Ayrıca, ilgili kişinin bu ve benzer hareketleri nedeniyle YÖK disiplin kurulu tarafından disiplin cezası uygulandığı, yine kadına ve çocuğa yönelik şiddetle ilgili vahim isnatlarla devam eden yargılamalarının bulunduğu, Av. Sedef ÜNAL tarafından baronuza bildirilmiştir.

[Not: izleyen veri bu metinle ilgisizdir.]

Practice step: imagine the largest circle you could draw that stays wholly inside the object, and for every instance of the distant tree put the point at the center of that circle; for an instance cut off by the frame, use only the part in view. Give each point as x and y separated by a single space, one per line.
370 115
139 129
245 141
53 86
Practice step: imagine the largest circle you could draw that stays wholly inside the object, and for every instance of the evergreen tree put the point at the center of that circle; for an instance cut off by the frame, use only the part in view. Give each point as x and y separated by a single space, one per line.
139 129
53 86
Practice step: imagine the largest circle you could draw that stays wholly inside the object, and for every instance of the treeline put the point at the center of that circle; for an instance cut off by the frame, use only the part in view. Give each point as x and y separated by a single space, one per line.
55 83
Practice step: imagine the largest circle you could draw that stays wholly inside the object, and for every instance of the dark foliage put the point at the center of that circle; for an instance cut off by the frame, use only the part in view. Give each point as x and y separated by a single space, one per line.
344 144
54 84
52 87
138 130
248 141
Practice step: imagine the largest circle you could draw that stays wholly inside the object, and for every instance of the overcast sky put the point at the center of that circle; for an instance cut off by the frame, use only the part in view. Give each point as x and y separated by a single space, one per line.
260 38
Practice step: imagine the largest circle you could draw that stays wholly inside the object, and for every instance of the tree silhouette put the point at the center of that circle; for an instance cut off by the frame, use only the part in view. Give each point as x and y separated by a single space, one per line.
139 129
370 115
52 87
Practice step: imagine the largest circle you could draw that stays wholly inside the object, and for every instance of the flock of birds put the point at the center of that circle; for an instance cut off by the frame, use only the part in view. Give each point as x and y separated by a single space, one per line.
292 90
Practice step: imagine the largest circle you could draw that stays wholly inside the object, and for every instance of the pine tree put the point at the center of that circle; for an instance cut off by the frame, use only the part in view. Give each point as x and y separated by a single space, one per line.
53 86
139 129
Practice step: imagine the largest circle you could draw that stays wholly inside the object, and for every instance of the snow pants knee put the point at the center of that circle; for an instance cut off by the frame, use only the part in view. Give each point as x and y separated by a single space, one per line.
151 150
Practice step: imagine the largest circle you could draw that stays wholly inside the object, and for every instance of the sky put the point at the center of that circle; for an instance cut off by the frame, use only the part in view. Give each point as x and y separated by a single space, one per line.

Kurultay konuşmacılarının bir kısmının Kurultay Yönergesi uyarınca, “kör hakem” yöntemi ile belirlenmesi gerekçesiyle, bu kişinin programda yer alması kabul edilemez. Bu yaklaşımın, şiddet faili erkeğin kravat takarak mahkemede iyi hal indirimi almasından farkı var mıdır? Anayasal ve yasal görevi itibariyle de insan hak ve özgürlükleri için mücadele etmesi gereken Baroların, bir kadına şiddet failini sunumcu olarak yüceltmesi etik olarak kabul edilemez. Aynı saatlerde Muammer Aksoy salonundaki ‘toplumsal cinsiyet ve temel haklar’ başlıklı oturumla açıkça çelişkiye düşen Ankara Barosunu ve bilim kurulunu, korumak ve uygulanmasını sağlamakla yükümlü olduğu İstanbul Sözleşmesi ve 6284 s. yasanın da gereği olarak, kadına yönelik şiddet faili bu kişiyi Kurultay Programından çıkarmaya davet ediyoruz.”